McMINNVILLE, Tenn. – A new training center will provide robotic certifications to industry employees, train post-secondary students for good jobs, and expand regional STEM and Mechatronics courses to include robotic training.

The special ceremony was attended by more than 250 people (and several dozen robots). Motlow State Community College Automation and Robotics Training Center’s grand opening provided a chance to thank the many different organizations that made this new operation possible.

The event also showed the excitement and passion of those involved – an excitement that will be shared by students who have to opportunity to train for tomorrow’s careers.

The new ARTC is adjacent to the Motlow State and Tennessee College of Applied Technology (TCAT) locations in McMinnville.

Speaking at the event, Dr. Michael Torrence, president of Motlow State, said that goals for the training center included student success and workforce development.

Dr. Michael Torrence, president of Motlow State, cuts the ribbon to open the new robotics center.

Motlow’s goal is to position itself to meet the needs of tomorrow’s workforce, and to benefit Tennessee residents and industry.

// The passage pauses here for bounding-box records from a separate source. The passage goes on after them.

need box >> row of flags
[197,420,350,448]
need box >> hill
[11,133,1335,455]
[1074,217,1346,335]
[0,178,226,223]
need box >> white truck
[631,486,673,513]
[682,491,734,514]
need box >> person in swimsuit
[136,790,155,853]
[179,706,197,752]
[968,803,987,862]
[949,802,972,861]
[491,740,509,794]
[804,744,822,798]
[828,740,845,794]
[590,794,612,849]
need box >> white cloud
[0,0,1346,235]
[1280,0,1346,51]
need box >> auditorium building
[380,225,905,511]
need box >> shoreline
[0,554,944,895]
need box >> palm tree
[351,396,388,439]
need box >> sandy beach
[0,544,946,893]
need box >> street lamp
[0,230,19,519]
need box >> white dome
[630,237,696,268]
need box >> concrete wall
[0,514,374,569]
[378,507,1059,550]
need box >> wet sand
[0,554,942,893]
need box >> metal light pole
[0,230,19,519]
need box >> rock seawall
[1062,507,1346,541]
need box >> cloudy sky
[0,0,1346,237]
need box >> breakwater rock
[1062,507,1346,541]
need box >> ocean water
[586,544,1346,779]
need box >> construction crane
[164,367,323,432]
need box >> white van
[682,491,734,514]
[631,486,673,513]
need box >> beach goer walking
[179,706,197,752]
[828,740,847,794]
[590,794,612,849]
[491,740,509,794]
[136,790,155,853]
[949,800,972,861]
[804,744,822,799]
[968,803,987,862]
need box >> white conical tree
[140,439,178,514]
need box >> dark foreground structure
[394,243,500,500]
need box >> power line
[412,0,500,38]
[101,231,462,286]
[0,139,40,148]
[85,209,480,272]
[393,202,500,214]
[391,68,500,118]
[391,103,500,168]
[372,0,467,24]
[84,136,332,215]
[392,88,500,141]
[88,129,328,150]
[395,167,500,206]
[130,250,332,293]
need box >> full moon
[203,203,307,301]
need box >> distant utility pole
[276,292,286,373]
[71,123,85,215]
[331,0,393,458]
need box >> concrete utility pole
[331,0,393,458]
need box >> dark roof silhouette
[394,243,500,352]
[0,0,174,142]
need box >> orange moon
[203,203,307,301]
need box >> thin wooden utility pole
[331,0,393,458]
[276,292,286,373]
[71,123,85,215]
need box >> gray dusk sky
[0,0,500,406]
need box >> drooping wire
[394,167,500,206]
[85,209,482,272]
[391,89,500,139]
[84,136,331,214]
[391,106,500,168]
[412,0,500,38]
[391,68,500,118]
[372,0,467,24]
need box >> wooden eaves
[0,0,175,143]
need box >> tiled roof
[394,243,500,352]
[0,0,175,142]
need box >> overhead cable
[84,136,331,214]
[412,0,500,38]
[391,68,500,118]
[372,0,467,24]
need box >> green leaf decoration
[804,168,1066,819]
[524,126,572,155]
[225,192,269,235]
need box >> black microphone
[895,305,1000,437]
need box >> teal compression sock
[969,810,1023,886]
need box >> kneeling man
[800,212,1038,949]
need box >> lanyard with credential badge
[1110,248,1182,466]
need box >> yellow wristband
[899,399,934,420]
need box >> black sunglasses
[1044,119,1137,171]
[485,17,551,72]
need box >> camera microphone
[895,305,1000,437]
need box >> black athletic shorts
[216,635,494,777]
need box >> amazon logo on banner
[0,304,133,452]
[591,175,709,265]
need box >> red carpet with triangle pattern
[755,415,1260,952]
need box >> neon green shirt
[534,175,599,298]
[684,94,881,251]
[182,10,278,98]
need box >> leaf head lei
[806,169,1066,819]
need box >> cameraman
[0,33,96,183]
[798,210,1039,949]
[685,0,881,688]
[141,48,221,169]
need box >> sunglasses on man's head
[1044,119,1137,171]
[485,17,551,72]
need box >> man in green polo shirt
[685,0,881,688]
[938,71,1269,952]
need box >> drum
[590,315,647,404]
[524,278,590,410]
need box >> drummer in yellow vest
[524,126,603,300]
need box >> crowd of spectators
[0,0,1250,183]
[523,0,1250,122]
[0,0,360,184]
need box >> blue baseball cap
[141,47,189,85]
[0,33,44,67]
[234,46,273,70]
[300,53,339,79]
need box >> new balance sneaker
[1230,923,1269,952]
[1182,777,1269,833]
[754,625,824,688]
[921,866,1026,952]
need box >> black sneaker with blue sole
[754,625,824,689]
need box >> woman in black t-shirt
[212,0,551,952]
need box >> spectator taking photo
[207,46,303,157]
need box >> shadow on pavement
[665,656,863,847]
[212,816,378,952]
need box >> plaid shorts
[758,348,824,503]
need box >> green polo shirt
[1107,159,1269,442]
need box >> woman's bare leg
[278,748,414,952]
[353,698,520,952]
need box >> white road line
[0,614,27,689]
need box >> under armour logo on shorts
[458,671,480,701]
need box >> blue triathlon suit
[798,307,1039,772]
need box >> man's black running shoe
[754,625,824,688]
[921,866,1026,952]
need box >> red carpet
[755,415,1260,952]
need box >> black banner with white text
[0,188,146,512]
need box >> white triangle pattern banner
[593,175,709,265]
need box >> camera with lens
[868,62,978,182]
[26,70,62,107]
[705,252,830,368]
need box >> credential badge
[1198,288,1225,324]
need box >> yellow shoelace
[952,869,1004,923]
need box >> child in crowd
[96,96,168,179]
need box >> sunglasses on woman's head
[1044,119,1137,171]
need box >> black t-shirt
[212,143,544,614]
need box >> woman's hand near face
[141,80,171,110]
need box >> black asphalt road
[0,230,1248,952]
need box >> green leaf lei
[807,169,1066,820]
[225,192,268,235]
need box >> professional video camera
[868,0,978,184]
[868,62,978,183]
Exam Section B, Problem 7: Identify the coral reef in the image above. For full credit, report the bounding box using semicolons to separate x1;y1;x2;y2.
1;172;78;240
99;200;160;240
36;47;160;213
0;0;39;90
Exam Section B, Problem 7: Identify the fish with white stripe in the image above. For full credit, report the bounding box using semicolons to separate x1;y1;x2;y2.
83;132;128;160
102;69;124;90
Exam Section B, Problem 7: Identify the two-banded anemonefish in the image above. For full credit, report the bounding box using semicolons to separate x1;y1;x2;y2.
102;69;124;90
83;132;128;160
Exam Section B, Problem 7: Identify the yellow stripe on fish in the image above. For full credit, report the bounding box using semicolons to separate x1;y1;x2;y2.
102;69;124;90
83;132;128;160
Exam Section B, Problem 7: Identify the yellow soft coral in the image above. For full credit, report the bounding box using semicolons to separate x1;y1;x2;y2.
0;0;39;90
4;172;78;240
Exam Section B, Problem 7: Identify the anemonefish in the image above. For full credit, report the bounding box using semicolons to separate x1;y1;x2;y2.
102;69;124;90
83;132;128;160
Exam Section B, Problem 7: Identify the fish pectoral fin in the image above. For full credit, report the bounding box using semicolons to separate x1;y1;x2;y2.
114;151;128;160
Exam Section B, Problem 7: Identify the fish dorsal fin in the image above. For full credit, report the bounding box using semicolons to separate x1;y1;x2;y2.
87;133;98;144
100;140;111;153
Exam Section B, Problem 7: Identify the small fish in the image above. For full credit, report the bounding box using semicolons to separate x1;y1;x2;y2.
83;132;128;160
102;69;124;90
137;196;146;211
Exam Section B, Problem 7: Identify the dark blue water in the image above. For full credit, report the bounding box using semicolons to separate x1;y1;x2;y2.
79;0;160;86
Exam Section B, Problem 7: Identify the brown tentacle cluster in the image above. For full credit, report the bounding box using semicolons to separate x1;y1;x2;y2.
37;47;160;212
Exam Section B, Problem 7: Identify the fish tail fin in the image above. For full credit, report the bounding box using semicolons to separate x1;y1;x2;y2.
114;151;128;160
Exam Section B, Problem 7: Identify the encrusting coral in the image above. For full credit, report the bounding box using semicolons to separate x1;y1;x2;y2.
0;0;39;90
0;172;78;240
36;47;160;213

Other goals include extending high school robotics programs into higher education, attracting new industry to the area and drawing training funds from outside the area.

One speaker at the event said that there are 7,000 robots within 75 miles of McMinnville’s new robotics center. And there is not a similar training center like this one within 500 miles.

Three heavyweights in industrial robotics are part of the training center. ABB, Fanuc and Yaskawa-Motoman all had training robots on display for the opening event, and representatives from each of these companies spoke at the opening.

This is reportedly the only training center that has all three major robotic manufacturers.

ABB, Fanuc and Motoman will offer courses on programming, electrical service, operations and programming, and material handling. Courses will be conducted by instructors certified by each robotic manufacturer, and will include classroom instruction and hands-on training.

A.A.S. degrees in Mechatronics with a concentration in robotics will include robotic safety and operation, robotic design and maintenance, end effectors and tooling, welding with robots, and other applications.

Robotics companies will offer courses on programming, electrical service, operations and programming, and material handling.

The ARTC building itself has five classrooms, six high-bay robotics labs, along with offices, conference room and foyer area for events.

In an interview after the opening event, Larry Flatt, executive director of the Automation and Robotics Training Center, said that they will be teaching basic programming, vision systems and troubleshooting.

Flatt said that training at ARTC can be part of instruction for college credit, or training for industry and job seekers.

In the academic area, first-year Motlow College students will take classes in the Mechatronics program. In the second year, they can concentrate on robotics, including basic programming, safety, end effector use, and take a class in welding in conjunction with TCAT. Later, they will come back to Motlow and learn robotic welding.

In addition, the ARTC will offer industry training. More than 80 percent of training will be for people already working in industry. Flatt is working with Yorozu to set up a training cell in their nearby factory, where welding training will be provided in the fall.

It’s important to note that Motlow College, TCAT and Warren County High School have all worked together. On the academic side, this includes a consortium of TCAT and BRAC -- Warren County’s Business Roundtable Action Committee, chaired by former Accu-Router president Todd Herzog, who is a great supporter of technical education in the area. County government donated the land this training center is located on.

In partnership with Warren County High School, students can take Mechatronics courses and start at Motlow College as sophomores. WCHS also has a Motoman robot. They learn Mechatronics, robotics, and can receive industry certifications. Instructors and portable STEM carts with small robots travel around to each of five middle schools in the area.

Motlow’s Mechatronics A.A.S. graduates can earn good salaries after several years of work experience as industries expand use of robotics and automation systems. Courses include hands-on systematic training in automation and improving individual technical skills.

Also, students who finish the mechatronics program can go to Tennessee State and participate in a bachelor’s level program, leading to a full four-year degree in industrial technology.

Regional employers who hire these graduates include Bridgestone, Nissan, Yorozu Corp. of Tennessee, Volkswagen, Yaskawa Motoman, Universal Logic, Kasai North America, Sonoco and Jtekt North America Corp.

ARTC is working to raise money for additional automation capabilities. Flatt said the vision is another building, not only for robotics, but also to teach networking and cybersecurity. Also, a new partnership with Irby, distributors for Allen Bradley controls, has just been announced.

Those interested in robotics courses can receive short-term industry certifications, customized training, or a two-year Mechatronics degree with a concentration in robotics.